ラグノール侯爵との宴は、休まるどころか、気が張るものだったに違いない。
「陛下。どうか無理はなさらないでください。すぐにネベリス様を呼んでまいりますので……っ!」
セレスティアの声に、アレンディスが我に返ったように目を開く。
「い、いや……。ネベリスを呼ぶ必要はない。すまない。うまくやらねばと気負い過ぎて、緊張してしまったようだ……」
早口でぼそぼそと告げたアレンディスが、つないでいた手を放す。その手にもじっとりと汗がにじんでいた。
背けた横顔は青く、奥歯を噛みしめているのか頬が強張っている。
アレンディスが言っていることは嘘だ。
反射的にそう思う。
まだ人となりさえ掴めていないが、セレスティアがこれまで接したアレンディスは、ごまかすように目を逸らして話す人物ではなかった。
アレンディスは何を隠そうとしたのだろうか。
知りたいという気持ちがごく自然に湧き上がり、セレスティアはそう考えた自分に驚く。
従者にすぎないセレスティアを真摯に気遣ってくれ、己の手で『聖杯の儀』を成就させようと努力し……。

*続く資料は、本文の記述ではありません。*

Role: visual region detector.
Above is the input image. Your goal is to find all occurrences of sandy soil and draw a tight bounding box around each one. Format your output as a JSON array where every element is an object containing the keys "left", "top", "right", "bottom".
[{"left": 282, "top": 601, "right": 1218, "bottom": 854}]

セルティンと自分を守るという打算を抜きしにして、アレンディスが新王として立ってくれて、よかったと心から思う。
アレンディスならばきっとこの国を豊かにし、よい方向へ導いてくれるに違いない。
だからこそ、そんなアレンディスがなぜセレスティアに嘘をついたのか、気になってしまう。
「……セス。この練習は、きみと手をつながなければできないものだろうか? ひとりで練習できる方法は何かないか……?」
じっとアレンディスを見つめていると、顔を背けたままアレンディスが弱々しい問いをこぼした。修練を積む気持ちはあるらしい。
セレスティアはできるだけ穏やかな声音で説明した。
「はい、ひとりでも可能です。手をつないだのは、そちらのほうが魔力の流れがわかりやすいかと思いまして……。ご自身の魔力の流れを意識しながら、陛下おひとりで練習することも可能です」
『いったい何を隠してらっしゃるのですか?』
そう問いかけたい言葉を、セレスティアは喉の奥で封じ込める。
セレスティアにアレンディスに問う資格があるはずがない。
そもそも、セレスティア自身がアレンディスに大きな隠しごとをしているのだから。
きっとこれは、次の『聖杯の儀』が心配だからだ。
セレスティアは自分の心を説得するかのように頭の中で呟く。
アレンディスには、ぜひとも次の『聖杯の儀』までに、魔力の流れを安定させてもらいたい。でなければ、またセレスティアが気絶する事態になりかねない。
アレンディスの様子が気になるのはそのせいだ。
決して――アレンディス自身に興味を引かれているからでは、ない。